For many first year and sophomore students, fall break is a true respite from the academic demands of college life. For many juniors and seniors, however, it is a time of simultaneous relief and moderated despair as Princeton’s independent work requirements loom large. This is the position I find myself in. So gather round, friends, it’s time to talk independent work—specifically, how I found a general research area for my first JP. New to the JP game as I am, I feel rather unqualified to offer advice on how to “conquer” it or plan a totally coherent project right from the start. This will not be that kind of post. Rather, I’ll share some thoughts on beginning my own JP research process, which should illuminate some of the methods I used to cut down the uncertainty around my project and to find something like a workable topic. While I hope this is a useful guide for anyone facing the JP, I should note that it will probably be the most applicable to those in departments where fall independent work is not structured around a research seminar.

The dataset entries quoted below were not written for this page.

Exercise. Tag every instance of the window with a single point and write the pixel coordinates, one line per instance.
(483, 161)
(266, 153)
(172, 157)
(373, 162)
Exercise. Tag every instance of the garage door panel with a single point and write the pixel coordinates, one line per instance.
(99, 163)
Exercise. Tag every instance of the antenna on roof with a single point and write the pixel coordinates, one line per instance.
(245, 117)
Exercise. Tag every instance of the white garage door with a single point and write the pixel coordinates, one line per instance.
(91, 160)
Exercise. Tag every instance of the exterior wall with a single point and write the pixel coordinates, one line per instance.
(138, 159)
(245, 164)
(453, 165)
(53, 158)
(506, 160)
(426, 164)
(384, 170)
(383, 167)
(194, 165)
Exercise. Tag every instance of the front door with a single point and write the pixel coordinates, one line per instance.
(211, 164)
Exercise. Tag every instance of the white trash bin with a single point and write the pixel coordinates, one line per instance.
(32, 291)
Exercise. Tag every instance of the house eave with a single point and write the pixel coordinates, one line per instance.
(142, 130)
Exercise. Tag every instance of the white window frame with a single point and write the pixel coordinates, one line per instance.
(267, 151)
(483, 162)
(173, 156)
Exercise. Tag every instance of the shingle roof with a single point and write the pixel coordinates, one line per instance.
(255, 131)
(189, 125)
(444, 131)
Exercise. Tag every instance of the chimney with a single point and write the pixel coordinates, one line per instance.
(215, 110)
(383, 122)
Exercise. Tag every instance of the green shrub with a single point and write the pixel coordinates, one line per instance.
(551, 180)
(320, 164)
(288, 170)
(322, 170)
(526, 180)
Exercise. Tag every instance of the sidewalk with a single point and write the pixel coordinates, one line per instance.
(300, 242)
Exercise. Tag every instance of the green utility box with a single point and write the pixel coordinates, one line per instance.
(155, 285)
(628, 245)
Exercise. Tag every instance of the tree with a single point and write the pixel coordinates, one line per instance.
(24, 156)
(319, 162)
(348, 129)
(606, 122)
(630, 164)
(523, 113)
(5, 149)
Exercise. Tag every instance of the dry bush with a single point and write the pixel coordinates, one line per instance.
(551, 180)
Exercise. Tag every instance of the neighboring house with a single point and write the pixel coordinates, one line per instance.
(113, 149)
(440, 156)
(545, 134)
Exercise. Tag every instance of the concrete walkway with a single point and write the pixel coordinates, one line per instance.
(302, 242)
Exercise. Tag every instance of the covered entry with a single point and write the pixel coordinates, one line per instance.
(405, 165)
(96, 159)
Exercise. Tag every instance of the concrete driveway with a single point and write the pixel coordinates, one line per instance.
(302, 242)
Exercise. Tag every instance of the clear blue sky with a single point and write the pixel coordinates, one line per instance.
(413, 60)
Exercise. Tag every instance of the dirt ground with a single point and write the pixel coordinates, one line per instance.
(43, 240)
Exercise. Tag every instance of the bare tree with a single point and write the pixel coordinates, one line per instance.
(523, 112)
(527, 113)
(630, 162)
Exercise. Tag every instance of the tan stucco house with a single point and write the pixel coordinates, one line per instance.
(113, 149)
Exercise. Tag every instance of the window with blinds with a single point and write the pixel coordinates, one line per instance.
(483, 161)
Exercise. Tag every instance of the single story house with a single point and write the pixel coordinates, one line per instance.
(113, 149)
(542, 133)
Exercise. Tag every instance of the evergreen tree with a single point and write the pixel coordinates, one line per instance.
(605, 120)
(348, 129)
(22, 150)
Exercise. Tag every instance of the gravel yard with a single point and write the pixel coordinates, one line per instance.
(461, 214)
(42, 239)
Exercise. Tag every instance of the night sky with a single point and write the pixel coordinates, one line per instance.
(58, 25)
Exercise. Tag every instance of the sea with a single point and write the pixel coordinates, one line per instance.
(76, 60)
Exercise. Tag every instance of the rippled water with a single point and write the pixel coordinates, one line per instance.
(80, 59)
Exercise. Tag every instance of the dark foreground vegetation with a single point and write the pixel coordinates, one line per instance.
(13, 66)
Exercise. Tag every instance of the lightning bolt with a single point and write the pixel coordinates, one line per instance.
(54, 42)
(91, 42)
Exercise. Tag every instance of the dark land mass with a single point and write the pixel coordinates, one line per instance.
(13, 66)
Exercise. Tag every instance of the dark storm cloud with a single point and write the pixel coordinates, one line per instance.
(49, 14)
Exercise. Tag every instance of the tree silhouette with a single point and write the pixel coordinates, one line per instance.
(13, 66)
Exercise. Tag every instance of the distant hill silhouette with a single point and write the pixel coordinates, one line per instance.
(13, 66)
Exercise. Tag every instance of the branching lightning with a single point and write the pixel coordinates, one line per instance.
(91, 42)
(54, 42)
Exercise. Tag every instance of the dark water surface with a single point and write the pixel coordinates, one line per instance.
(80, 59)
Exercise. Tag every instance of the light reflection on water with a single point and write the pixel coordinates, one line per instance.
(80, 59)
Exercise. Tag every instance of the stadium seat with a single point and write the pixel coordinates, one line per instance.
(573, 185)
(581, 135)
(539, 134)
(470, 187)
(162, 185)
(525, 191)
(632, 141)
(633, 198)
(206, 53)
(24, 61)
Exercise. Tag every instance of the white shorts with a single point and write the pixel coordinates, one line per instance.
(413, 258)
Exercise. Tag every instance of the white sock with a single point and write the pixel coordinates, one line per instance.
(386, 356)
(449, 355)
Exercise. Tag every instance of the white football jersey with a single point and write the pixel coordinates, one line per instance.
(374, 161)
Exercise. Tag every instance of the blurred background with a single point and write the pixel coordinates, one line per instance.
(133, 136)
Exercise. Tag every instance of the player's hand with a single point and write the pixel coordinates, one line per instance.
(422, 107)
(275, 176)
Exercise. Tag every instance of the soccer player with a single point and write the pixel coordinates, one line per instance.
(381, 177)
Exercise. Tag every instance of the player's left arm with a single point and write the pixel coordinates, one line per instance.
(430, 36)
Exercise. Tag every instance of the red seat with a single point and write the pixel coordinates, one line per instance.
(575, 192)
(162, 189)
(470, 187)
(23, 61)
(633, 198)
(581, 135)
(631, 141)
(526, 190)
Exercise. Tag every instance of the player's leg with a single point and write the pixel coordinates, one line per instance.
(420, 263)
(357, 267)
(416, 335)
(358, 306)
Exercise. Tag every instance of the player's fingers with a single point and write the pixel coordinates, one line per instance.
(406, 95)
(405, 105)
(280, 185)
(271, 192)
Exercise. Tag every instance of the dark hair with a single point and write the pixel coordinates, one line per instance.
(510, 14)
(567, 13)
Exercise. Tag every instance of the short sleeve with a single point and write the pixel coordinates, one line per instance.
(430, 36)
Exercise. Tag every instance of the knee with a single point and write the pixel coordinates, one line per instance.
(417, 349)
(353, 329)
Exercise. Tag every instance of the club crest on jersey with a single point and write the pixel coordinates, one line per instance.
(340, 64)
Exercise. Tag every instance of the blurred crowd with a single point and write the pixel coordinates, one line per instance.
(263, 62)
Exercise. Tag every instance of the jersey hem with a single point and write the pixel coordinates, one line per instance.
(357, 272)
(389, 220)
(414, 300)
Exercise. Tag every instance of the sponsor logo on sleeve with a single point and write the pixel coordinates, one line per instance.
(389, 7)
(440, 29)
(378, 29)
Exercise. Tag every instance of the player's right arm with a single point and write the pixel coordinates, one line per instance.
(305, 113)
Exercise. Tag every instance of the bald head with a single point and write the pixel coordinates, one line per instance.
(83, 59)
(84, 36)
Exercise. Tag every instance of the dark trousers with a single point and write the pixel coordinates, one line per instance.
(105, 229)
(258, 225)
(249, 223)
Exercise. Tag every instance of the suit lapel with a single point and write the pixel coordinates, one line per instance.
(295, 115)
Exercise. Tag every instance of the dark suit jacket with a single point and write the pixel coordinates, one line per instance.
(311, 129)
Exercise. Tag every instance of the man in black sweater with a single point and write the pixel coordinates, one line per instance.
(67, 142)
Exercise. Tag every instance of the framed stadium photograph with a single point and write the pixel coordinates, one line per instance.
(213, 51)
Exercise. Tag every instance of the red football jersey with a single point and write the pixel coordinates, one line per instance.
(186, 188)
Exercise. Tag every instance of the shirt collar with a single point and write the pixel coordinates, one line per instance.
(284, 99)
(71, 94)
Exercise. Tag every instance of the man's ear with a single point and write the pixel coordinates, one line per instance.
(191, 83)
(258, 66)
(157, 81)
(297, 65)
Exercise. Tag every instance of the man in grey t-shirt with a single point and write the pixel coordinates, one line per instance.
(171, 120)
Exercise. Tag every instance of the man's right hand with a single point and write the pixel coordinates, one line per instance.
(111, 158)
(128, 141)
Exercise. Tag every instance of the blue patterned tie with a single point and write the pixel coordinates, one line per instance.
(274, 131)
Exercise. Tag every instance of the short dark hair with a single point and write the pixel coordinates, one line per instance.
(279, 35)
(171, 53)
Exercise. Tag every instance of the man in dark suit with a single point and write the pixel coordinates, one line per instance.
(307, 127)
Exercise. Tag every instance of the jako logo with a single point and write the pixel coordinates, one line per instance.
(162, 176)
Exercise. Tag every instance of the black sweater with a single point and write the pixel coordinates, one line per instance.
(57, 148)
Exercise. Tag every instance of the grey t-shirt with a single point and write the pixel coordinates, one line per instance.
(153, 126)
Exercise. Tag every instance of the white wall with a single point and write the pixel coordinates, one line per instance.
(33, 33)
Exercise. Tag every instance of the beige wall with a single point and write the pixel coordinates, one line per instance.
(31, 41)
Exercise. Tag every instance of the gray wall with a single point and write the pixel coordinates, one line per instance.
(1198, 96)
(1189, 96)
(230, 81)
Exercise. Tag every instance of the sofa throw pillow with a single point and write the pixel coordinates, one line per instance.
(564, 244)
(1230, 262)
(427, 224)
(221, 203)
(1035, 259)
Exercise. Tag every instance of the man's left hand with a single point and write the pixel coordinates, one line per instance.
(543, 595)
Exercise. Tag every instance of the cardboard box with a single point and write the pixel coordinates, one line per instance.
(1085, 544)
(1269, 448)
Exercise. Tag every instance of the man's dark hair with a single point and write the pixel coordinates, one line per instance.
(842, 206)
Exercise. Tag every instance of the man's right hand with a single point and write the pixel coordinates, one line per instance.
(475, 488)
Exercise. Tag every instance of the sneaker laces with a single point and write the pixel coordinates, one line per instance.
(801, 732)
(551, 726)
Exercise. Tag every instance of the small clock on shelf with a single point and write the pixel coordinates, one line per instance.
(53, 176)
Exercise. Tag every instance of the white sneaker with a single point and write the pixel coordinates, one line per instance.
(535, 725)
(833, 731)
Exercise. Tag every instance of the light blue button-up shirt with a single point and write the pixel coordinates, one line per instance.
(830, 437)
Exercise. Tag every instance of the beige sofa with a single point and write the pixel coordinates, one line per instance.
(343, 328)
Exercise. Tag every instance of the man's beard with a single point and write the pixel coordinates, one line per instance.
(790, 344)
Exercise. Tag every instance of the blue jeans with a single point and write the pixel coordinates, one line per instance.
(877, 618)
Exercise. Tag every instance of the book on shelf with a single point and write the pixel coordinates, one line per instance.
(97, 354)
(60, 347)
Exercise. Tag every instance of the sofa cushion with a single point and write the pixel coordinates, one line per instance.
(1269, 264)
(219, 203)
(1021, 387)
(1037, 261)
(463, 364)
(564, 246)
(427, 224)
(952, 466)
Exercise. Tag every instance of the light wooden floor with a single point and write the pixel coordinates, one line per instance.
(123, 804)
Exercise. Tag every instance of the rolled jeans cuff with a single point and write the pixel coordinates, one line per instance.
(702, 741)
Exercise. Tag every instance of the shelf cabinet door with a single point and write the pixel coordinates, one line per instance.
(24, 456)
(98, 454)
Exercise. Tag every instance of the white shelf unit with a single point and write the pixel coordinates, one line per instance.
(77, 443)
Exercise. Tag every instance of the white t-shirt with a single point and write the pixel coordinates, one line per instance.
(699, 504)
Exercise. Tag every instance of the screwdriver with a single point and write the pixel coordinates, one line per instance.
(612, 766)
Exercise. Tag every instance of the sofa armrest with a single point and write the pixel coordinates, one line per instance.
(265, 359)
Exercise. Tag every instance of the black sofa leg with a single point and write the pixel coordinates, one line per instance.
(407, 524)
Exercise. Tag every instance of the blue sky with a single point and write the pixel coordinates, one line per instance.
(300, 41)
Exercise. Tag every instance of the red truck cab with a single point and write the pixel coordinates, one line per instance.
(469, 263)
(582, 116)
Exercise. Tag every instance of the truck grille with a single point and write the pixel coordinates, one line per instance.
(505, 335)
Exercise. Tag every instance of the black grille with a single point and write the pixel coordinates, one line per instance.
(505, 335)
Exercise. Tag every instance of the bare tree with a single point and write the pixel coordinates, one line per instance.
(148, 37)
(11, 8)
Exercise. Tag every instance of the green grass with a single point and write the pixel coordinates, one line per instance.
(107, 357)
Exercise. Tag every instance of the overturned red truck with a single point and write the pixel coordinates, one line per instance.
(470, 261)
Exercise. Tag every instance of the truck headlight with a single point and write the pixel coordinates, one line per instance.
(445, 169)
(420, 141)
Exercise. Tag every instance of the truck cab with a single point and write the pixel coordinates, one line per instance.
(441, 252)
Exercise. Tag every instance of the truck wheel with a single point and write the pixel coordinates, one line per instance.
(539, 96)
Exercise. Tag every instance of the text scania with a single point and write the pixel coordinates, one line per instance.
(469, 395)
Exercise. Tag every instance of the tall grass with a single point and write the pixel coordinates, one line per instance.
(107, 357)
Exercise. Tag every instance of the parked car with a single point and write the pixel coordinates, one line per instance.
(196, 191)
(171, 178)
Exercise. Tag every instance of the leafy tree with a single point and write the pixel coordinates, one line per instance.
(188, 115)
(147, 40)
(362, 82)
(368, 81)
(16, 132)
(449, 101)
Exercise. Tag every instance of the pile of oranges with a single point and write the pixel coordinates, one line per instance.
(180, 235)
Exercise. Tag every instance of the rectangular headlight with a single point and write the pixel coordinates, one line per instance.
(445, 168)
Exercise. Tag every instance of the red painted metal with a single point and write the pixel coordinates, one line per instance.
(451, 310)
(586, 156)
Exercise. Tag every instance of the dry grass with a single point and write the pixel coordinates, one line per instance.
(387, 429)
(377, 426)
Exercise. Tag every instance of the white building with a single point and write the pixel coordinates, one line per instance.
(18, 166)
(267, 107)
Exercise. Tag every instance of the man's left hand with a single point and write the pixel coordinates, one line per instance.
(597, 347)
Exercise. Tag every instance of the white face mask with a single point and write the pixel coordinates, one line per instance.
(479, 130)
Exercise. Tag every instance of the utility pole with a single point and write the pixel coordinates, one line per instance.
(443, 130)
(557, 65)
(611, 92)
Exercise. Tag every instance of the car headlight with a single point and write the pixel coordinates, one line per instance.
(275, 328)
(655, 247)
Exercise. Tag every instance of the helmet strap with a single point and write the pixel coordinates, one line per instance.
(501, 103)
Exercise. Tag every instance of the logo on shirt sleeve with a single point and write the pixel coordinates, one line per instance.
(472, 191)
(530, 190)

If your department is anything like mine (Religion), then you probably received some, but not much, guidance on picking a research topic. Some common advice I heard was to think back to previous classes taken in the department and use those as a starting point for one’s research. This didn’t help me a great deal, however, because I had taken only one course in my major before declaring. So, I was more or less on my own to survey the discipline and come up with a suitable independent work topic.

Even without a lot of departmental coursework under my belt, I still had interests. Indeed, I knew I was interested in the intersection of religion and politics in the United States. Broad as that may sound, it was enough to start researching (i.e., reading). Research tip: once you find a helpful book, look at its library shelf-mates—because of the organizational system used by the Princeton librarians, books on similar topics will be stored together. You can do this digitally, too, but rumor has it that certain discipline-specific librarians will hand-pick important and/or recent works for storage in the library itself, as opposed to Princeton’s massive off-site storage location.  In other words, showing up in person has its benefits.

While I’m still hesitant to say that I’ve “found” my final topic, I have narrowed it down further to the role of religion in the politics surrounding the US Supreme Court. Perhaps the main piece of “advice” I can offer here is to reflect on your durable interests—that is, those that won’t disappear halfway through your project—and to read as much as you can in that area.

Piggybacking off of this main idea, I also suggest talking to preceptors, professors, mentors, and friends about your emergent topic. Sometimes I find that a seemingly solid idea doesn’t hold up when I try to talk through it with someone else, but other times, it’s the inverse: I actually have something to say that I didn’t even realize. In short, talking is a great way to get the gears of your brain going, which is always helpful when trying to plan the biggest research project of your life—so far!

I hope that these points of reflection are helpful for any of my fellow juniors out there wrestling with the JP. For further reading on the JP, I recommend taking a look at my fellow PCUR Andrea’s post on choosing a topic, which is geared toward those in departments with research seminars. It seems to me that the earliest stages of a research project can be the most stressful or worrisome to think about, when everything is very much abstract and little is committed to paper. Let us conquer the fear, friends. Reflect, read, take notes, talk it out, rinse, and repeat. Such is the basic outline of the research cycle, and if we put in the work, I trust that we’ll each find our reward.